帰宅
王都の郊外。閑散とした住宅街のある家にルッカを連れたラゴエスはその戸を叩いた。
「ジナ、いるか!?」
ラゴエスの声に導かれて勢いよく扉が開けられると同い年ぐらいの少女が現れ。ジナという名の少女はラゴエス同様この地方に多い栗色の髪と鳶色の瞳を有している。
「ラゴエス!よかった無事で…」
ジナは安堵の表情でラゴエスを見つめた。
「うん、なんとか戻れた」
「昨日帰ってこなかったじゃないの!?本当に心配したんだから!!で、何があったの??」
安堵から憂いの表情に変わったジナは両肩を掴んで詰め寄って来た。予想以上に心配されたラゴエスは対応に困った。ジナが心配するのも無理はない。当初の予定では日帰りクエストのはずだった。それにも関わらず何も連絡せずに日を跨いで帰ってきた。
安否確認に夢中だったジナであったが、ラゴエスの背後にいる見慣れない人物の存在に気がついた。
「誰、この女?」
その言葉と同時に表情が一変した。ジナの全身からは威嚇、怒り、嫉妬などの感情を混ぜ合わせたオーラが渦巻いていた。
「待ってぇ!この人はルッカと言ってクエスト中に知り合ったんだ」
ラゴエスは慌てて弁明に入った。
「へぇー、女の子がパーティメンバーなんだぁ。あなたもよく知らない男とパーティ組めるわね。警戒心ってものがないの?」
ジナは腕組みをして眉間にしわを寄せながらルッカを睨み、声は怒りで震えていた。
「パーティを組んでいるわけではないよ!助けてもらっただけだって…」
「冒険を助けてくれる人、それをパーティっていうのよぉ!!」
ルッカに対して飛躍した疑念を抱いているジナには何を言っても機嫌を悪くさせてしまうだけのようだ。
「だからぁ…、本当に助けてもらったんだよ。
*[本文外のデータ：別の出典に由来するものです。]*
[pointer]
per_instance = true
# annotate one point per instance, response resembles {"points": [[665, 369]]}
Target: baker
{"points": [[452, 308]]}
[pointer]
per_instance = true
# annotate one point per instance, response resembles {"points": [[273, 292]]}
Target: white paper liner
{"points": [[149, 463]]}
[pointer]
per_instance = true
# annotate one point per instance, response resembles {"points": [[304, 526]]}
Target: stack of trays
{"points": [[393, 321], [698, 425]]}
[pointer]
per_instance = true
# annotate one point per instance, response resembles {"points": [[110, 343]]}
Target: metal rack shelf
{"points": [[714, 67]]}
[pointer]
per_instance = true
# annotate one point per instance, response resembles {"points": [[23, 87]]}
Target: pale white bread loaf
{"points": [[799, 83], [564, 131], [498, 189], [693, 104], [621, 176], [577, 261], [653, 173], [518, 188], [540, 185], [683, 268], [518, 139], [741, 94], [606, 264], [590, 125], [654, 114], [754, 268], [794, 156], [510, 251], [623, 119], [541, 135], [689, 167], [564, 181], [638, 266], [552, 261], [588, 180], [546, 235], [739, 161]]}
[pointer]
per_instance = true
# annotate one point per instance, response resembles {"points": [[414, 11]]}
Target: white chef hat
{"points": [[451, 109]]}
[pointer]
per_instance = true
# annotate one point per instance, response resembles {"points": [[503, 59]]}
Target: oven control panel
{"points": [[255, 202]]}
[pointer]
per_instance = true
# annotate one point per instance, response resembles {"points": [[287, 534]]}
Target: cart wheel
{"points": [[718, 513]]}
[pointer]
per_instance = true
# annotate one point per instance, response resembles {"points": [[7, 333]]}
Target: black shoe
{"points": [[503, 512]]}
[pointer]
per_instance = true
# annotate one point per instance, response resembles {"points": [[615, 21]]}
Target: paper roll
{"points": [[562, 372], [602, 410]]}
初心者狩りに襲われている時に…」
『初心者狩り』という単語を聞いた瞬間ジナは再び憂いの表情へと変わった。
「ええっ!!初心者狩りってあの初心者狩り!!??ケガはないの!?してるのなら傷を見せて!今すぐ傷薬持ってくるから!!」
再び詰め寄られためラゴエスは困惑した。初心者狩りとの遭遇で相当危険な目に遭ったが、ラゴエスにはそれ以降の出来事の方が濃かったのでそっちに関してはかすれていた。
一方で二人のやり取りに取り残されたルッカは唖然としていた。
「ラゴエス、この娘は誰なんだ?」
「ジナと言って俺の幼馴染だ。家が隣で物心着く前からの友達」
特に怪我をしていないことが理解できたジナはなんとか冷静になり、ようやく話を聞いてもらえる状態になった。
「なるほどね。この人は命の恩人なんだ」
「うん。それでここからが本題なんだが、彼女は泊まるところを探しているんだけど…」
「命を救ってくれてありがとうございます。だからと言って知り合って間もない男の家には泊まるなんて危険ですよねぇ!この道ずっと行けばそのうち宿屋が見つかるのでそっちに…」
ジナは話をさえ切って一方的に捲し立てた。なんとか落ち着いてもらい話を再開させるのにしばらく時間がかかった。
「ふーん、つまり命を狙われているからほとほりが冷めるまでここでやり過ごしたいのね」
「そういう訳だから離れを貸して欲しいんだ」
冒険者であったラゴエスの両親は幼少期に他界。その後祖父に育てられたがそれも他界した。喪が明け夢だった親と同じ冒険者となった。ラゴエスが家を空けている間いつでも帰ってこられるように隣人で幼馴染であるジナが掃除などの管理をしてくれている。
ちなみにジナとは子供の頃から友達というより兄妹のような関係で家族同然だった。その間柄もあって両親が他界してからは祖父が仕事で留守にしていた時にはジナが食事を用意してくれた。ジナの両親も仕事で家を空けることが多くその状況故に子供の頃から料理を自主的に覚えた。
現在ラゴエスは冒険者になりはしたが、当分の間はこの街を拠点にするため家には度々戻るつもりでいる。戻ってきた時には今まで通りジナに食事を用意してもらうことになっていた。